Hollwich’s Skyler concept takes co-living further. It’s a prototype residential skyscraper designed to be lived in from birth to death, featuring family duplexes, ‘micro studios’ and apartments intended for intergenerational co-living. Shared amenities invite residents to live cooperatively in close contact with one another.

It seems a clever solution to skyrocketing house prices, lonely seniors and a penniless younger generation. Making it happen on a large scale will require the same shift in thinking for the general populace that architects must make in their own approach, if they are to create the buildings we need in the limited time available.

“The more we start to treat ageing as an issue that is about us and not about them, the more central it’s going to become to all of us,” Barac says.

Normalise the natural

In workshops, Hollwich invites people to think about their favourite activities, such as family barbecues and library visits with friends.

“What do we need to do so that you can do that all life long and not just today?” he asks. They consider the impact of losing friends and being unable to drive, and the future seems a lot closer.

“It suddenly opens the eyes,” he says. “There is something practical, so the goal is clear, because it is really about the enjoyment and beauty of life in the future.”

Convincing developers, meanwhile, may be a matter of emphasising the size and buying power of the over-65 demographic.

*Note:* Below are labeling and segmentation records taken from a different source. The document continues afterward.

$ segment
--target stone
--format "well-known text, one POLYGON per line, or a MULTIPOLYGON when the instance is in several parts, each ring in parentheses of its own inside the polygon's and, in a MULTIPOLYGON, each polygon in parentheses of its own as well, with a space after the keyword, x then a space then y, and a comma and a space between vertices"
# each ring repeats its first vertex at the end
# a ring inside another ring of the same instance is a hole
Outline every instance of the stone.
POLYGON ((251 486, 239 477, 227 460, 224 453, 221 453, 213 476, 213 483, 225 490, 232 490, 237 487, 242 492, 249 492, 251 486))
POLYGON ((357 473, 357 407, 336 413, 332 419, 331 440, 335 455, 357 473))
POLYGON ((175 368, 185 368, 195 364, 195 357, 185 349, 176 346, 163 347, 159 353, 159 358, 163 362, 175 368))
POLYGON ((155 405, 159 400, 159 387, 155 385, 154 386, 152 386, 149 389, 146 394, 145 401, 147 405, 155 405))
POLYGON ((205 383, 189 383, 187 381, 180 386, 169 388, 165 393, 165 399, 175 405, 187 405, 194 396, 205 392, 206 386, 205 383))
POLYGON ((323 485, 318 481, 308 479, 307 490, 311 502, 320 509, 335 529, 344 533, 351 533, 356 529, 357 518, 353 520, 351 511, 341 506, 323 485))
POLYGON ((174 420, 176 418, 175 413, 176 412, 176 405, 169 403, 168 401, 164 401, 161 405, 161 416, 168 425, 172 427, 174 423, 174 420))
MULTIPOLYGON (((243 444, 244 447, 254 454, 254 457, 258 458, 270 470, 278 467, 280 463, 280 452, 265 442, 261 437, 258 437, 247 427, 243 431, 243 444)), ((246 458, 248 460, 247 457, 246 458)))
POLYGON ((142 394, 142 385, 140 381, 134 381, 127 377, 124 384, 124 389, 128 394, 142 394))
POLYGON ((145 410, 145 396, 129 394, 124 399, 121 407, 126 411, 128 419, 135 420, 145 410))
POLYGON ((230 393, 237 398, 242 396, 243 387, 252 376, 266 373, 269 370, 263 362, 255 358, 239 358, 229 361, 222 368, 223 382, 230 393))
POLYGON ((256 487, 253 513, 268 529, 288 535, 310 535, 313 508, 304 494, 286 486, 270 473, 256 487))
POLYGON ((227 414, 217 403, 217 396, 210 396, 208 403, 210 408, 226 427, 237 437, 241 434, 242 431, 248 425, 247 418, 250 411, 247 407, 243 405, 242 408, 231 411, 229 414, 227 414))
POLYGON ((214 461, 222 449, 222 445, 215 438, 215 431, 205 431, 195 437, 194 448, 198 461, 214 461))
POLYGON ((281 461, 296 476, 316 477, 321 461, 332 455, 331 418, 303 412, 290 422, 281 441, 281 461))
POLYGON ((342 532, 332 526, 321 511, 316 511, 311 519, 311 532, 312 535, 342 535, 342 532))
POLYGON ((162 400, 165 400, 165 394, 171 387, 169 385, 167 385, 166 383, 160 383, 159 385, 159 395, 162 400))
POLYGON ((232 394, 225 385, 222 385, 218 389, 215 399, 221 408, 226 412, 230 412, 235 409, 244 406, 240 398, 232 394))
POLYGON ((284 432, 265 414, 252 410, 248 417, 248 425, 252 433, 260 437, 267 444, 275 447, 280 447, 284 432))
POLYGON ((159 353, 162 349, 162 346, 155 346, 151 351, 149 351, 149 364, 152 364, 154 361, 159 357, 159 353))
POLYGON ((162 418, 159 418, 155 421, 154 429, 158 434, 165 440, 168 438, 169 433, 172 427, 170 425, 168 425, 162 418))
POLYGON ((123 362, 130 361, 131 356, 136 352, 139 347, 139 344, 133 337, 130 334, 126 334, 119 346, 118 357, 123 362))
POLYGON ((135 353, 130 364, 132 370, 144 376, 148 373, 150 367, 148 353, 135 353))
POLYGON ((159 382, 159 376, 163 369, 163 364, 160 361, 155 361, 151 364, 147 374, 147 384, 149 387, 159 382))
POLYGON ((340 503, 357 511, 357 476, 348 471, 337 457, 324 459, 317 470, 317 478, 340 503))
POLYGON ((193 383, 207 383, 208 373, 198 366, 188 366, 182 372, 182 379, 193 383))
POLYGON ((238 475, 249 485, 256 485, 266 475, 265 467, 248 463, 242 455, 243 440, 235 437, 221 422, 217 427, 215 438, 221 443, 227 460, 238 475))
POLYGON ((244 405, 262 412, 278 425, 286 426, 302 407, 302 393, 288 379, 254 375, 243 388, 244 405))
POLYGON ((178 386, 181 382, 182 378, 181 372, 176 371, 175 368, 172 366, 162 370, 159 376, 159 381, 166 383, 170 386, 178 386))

“When a residential developer doesn’t really pay attention to that kind of generational shift, then they may not really be able to sell or rent a product in the near future,” Hollwich explains.

Girani points out that, ultimately, accessible design is beneficial for everyone. “Not only do we have to make it inclusive for people with reduced physical capacities but we should also think about people who see the space completely differently – like children,” she says.

Stokke concurs, saying, “[The Drøbak designs] are just good buildings that the elderly can use throughout their lives. We try not to make the distinction.”

As the senior population grows and age becomes more visible, design may be the key to whether society reacts with fear and resentment or learns to embrace the idea of growing old. Inclusive architecture can be a teaching opportunity to emphasise old age as an achievement and a chance to savour the best parts of life.

“These buildings should look and feel aspirational,” Hollwich says. “Ageing is the best thing that can happen to us.”

The new almshouse will be built around a courtyard garden.
Witherford Watson Mann’s design for a contemporary almshouse in Southwark.
The Drøbak site design incorporates open spaces to foster social activities.